De même, l’intervention d’un consultant informatique externe et de la société Numericks aux côtés de l’appelante pour un montant total de 1.635,76 € pour la conseiller en raison des dysfonctionnements en cause sont des dépenses en lien direct avec la faute commise par la société Xefi, comme l’acquisition et l’installation d’une nouvelle imprimante dans le cadre des opérations d’expertise pour un montant de 868 € même si celle-ci s’est révélée inutile, aucun élément ne venant démontrer qu’en l’absence d’une telle faute la société Initial aurait procédé à ces investissements et notamment qu’elle aurait acquis une imprimante supplémentaire, ce quand bien même ce matériel peut être utilisé à d’autres fins.

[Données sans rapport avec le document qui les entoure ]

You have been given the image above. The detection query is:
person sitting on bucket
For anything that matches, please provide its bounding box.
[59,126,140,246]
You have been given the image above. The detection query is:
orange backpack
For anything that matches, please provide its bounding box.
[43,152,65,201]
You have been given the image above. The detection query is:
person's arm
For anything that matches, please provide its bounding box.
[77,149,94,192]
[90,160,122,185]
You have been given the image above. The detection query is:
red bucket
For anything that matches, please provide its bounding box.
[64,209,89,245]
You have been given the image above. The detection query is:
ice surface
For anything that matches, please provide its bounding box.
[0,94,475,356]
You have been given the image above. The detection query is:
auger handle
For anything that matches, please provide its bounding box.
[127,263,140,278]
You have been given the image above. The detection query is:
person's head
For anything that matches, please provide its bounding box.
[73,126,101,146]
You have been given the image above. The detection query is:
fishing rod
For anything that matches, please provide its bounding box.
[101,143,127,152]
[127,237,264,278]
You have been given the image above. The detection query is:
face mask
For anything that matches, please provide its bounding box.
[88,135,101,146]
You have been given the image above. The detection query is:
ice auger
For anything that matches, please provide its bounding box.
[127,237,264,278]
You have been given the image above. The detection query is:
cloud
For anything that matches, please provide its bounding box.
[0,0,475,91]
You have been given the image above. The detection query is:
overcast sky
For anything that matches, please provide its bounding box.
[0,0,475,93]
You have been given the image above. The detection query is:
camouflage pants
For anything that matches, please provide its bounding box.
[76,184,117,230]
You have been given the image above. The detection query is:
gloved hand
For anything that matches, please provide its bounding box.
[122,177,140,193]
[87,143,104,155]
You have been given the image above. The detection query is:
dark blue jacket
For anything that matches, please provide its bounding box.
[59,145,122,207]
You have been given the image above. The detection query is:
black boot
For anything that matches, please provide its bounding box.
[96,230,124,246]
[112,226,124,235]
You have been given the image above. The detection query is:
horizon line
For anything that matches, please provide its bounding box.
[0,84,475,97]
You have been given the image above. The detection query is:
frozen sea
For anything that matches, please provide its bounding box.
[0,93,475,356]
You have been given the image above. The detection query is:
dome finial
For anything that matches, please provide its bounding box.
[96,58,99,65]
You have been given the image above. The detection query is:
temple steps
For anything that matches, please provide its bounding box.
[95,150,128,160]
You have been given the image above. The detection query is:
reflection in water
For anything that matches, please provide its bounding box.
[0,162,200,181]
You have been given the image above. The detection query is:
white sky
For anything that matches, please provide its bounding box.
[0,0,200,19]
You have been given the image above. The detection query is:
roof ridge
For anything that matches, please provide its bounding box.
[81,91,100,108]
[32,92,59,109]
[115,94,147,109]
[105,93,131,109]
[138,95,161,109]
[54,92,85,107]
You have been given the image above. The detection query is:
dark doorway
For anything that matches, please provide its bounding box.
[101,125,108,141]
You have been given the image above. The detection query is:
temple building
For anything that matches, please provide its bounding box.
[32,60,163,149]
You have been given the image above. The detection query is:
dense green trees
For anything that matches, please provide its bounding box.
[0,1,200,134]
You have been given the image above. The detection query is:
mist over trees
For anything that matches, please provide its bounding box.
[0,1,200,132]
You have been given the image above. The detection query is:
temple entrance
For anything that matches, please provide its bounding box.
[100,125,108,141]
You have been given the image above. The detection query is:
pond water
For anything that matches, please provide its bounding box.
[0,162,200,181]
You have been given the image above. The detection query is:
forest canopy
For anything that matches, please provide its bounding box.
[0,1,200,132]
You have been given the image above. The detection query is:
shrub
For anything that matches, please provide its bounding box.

Le jugement entrepris est en conséquence confirmé sauf en ce qui concerne le montant du préjudice alloué à la société Initial qu’il convient de fixer à la somme totale de 12.503,76 €.
— Sur les autres demandes
Partie perdante, la société Xefi est condamnée aux dépens et à payer à la société Initial, en application de l’article 700 du code de procédure civile, une indemnité qui sera, en équité, fixée à la somme de 5.000 €. La société Initial est en outre condamnée à payer à la société Infor une indemnité qui sera, en équité, fixée à la somme de 5.000 €.
PAR CES MOTIFS
LA COUR,
Dit irrecevable la demande en garantie de la société Xefi Lyon anciennement dénommée Cfi maintenance informatique à l’encontre de la société Infor France,
Confirme le jugement entrepris sauf sur le montant des dommages et intérêts alloué à la société Initial 01 au titre du préjudice économique,
Statuant à nouveau sur ce chef,
Condamne la société Xefi Lyon anciennement dénommée Cfi maintenance informatique à payer à la société Initial 01 la somme de 12.503,76 € au titre du préjudice économique soit 10.000 € au titre de l’emploi à contrat à durée déterminée, 799 € au titre de l’imprimante, 69 € au titre de l’installation de l’imprimante, 1.566,76 € au titre de la facture de M. X consultant informatique et 69 € au titre de la facture de la société Numericks,
Vu l’article 700 du code de procédure civile,
Condamne la société Xefi Lyon anciennement dénommée Cfi maintenance informatique à payer à la société Initial 01 la somme de 5.000 €,
Condamne la société Initial 01 à payer à la société Infor France la somme de 5.000 €,
Condamne la société Xefi Lyon anciennement dénommée Cfi maintenance informatique aux dépens d’appel.